OMG! You're the worst nurse EVER!! None of us have ever missed a fracture...maybe consider drying windows at the local car wash instead. Now, back to reality. This mom is raging at you to compensate for her own lack of intervention; the same type of parent that will rage at you if they get an x-ray and there is NO fracture.

Forget about it...so what it's a fracture. You didn't "miss" a damn thing. I tire of such sensationalism and unreal expectations.

You've already beat yourself up about it enough so put it behind you and continue to be the competent, compassionate, nurse you are.

This is why I love you.

Specializes in Cardiology, School Nursing, General.

We all miss things. You did an amazing job!

I had a fracture lately, but I caught it because it actually looked swollen. Yours was invisible, so don't beat yourself up!

Specializes in kids.

Meh, not the first and probably not the last!!!

It will all be ok!

I once sent a kid (FF BTW) back out to Field Day with a hairline fracture to his lower leg (he asked to return and per my assessment there was no obvious injury). He was seen bouncing in the bouncy castle and jump roping before and after he was in my office.

His mom was not upset at all, she knew he often exaggerated and only took him to be seen when he complained of increasing pain. I did scour my charting to be sure I had everything documented but sh*t happens!

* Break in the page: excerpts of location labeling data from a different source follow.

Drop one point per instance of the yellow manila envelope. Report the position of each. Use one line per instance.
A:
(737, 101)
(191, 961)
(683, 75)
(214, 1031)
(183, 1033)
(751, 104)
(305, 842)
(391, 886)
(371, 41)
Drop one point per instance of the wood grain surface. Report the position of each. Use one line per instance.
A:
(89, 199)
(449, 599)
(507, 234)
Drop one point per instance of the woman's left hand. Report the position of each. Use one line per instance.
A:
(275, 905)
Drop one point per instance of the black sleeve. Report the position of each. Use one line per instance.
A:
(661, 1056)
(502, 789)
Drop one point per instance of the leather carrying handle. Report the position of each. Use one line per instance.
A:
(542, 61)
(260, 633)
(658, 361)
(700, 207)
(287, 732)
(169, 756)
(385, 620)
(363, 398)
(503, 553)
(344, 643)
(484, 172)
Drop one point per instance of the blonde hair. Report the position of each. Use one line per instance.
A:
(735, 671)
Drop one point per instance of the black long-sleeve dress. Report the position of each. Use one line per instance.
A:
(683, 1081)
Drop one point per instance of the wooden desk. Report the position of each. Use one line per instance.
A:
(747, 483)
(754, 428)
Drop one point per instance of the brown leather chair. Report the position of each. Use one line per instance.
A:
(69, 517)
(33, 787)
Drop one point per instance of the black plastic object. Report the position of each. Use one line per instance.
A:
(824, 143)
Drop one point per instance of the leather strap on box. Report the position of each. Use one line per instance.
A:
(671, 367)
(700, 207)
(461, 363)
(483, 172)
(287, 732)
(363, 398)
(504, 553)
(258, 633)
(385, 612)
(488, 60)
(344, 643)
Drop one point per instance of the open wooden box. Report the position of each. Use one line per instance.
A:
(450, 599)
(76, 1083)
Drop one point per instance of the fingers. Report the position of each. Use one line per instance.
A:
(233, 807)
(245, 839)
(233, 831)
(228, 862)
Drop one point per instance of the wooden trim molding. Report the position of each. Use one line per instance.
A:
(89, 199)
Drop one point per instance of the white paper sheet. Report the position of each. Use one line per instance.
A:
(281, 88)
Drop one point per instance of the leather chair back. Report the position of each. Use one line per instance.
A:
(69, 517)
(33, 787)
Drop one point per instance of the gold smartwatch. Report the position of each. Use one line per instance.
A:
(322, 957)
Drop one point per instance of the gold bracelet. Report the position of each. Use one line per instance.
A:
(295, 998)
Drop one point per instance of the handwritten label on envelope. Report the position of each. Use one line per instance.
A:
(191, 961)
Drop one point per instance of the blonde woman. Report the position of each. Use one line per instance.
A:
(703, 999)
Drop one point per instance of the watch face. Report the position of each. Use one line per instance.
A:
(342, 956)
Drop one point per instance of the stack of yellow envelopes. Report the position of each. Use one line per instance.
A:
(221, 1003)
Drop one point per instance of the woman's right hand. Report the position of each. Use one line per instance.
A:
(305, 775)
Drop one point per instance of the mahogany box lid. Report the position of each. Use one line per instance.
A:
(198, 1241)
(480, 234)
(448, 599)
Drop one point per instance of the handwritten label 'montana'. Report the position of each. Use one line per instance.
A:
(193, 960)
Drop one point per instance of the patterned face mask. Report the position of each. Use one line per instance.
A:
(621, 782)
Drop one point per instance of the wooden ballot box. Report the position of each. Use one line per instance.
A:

Specializes in IMC, school nursing.

My wife drove my 11 year old 4 hours before being seen for his wrist that "hurt a little", sure enough broken. Same kid degloved his shin this weekend, and guess what? "It hurts a little". That pain reflex that protects us from further injury isn't that strong in everyone. Sorry you are dealing with the increasingly common irresponsible sorts that have to deflect their guilt on others. Move on, it will probably happen again if you do this for any length of time.